Why do you think that is? For those who maintain that way of thinking, why do you think they cling to it the way they do?
You're still faced, though, with the challenge of keeping the running system in-tact and untouched until a trained responder can arrive and acquire the volatile evidence. If your user population is spread out across a state, doing so becomes extremely difficult. Which is part of why you still see the "pull & acquire" tactic in use. At least you know they didn't perform any extraneous actions on the system in that situation.
Why does the pull the plug mentality exist?
I think it comes down to serval factors:
1. Courts and the process of accepting evidence......... having a whole system image makes the lawyers and everyone feel more "secure", especially when it is a crucial piece of evidence. If there are missing parts to the evidence it creates holes that can be used by opposing parties.
2. The perspective on digital evidence in the criminal justice system is derived from the collection of evidence at an actual physical crime scene.

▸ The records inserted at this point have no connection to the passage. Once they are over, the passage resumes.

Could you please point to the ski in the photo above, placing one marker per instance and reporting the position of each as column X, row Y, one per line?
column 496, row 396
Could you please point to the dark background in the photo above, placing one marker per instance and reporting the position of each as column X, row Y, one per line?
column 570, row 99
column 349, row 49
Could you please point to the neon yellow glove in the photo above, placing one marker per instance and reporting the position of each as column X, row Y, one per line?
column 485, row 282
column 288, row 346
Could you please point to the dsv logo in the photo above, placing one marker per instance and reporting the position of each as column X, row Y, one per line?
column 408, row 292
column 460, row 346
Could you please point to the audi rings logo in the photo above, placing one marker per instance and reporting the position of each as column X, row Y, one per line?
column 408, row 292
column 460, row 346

So the idea that are taught to much of law enforcement are about "control the crime scene" and "protect the evidence" and this boilds down to stopping the system in its tracks.
Now since I have been doing this (the late 90's) agents have always been taught to grab volatile data... just to different levels of sophistication.
3. "Building a Robust Case"
I think this is an excellent point and something that is already done. A digital case or even a digital security investigation that will not go criminal trial should depend on multiple points of data to ensure accuracy and reliability. This is generally already done.
So why does the LE pull the plug mentality persist? Because the standard government model is to push people into these positions with a limited amount of training. But I see it in the private sector too..........it is not just law enforcement.
It is also lawyers and juries who have a vague understanding of the technology and they seem to expect this method to "perfectly freeze" any digital evidence.
Everyone wants the smoking gun when I work cases... sometimes there is one. But often it is made up of multiple pieces of evidence.
I think the answer is about teaching investigators (LE or Private Sector) how to assess the matter they are investigating and all the potential sources of evidence and then the best methods of collections for all those various sources in a way to maximize the reliability of each piece of the case they collect.
Besides your arrays and servers, what about bitlocker?
Another problem is, who is the person that will stand up and say I know how to analyze volatile memory and processes? Not in your world, but in the world of the local LE.
Court opinions can be changed. Computer forensics is evolving and someone (the prosecutor) needs to step up and educate the Courts on the changes. But which Prosecutor?
I beleive that early on in your Incident Response Planning, a decision should be made on when to involve LE. When the times comes, call them in and pass on what you got. Then let them acquire the rest. Besides obtaining the data or evidence, is Chain-of-Custody. That IMHO is more important that how you got it. You can explain to the Courts the reasons for not following the "Dinosaurs", but not having a chain-of-custody will get your stuff tossed.